How Much Do Leach Field Repairs Cost?

Most homeowners spend between $1,000 and $5,000 (CAD 1,336 and CAD 6,681) on drain field repairs, based on HomeGuide's data. How much you'll spend depends on the type and extent of the issue. Replacing individual leach lines usually costs between $20 and $45 (CAD 27 and CAD 60) per linear foot. These figures include:

  • Excavation
  • Removing old pipes
  • Installing new pipes
  • Installing new septic chambers
  • Refilling the area around the leach pipes

If you have leach field problems, but the pipes are otherwise in good condition, leach field rejuvenation could be an alternative to replacement. This process involves forcing air into the soil around the leach field to improve oxygen levels and increase the number of bacteria in the lines. Expect to pay between $1,000 and $5,000 (CAD 1,336 and CAD 6,681) for leach field rejuvenation.

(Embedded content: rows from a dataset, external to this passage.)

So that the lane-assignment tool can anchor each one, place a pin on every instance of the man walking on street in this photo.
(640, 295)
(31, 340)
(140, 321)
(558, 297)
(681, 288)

Alternatively, you could consider installing a septic aerator to revitalize a leach field that isn't working correctly. Septic aerators increase oxygen levels inside the septic tank to help it break down waste more effectively, reducing pressure on your drain field. Installing a septic aerator usually costs between $300 and $900 (CAD 401 and CAD 1,203), including labor and the cost of the unit.

All CAD conversions are based on the exchange rate on the date of publication.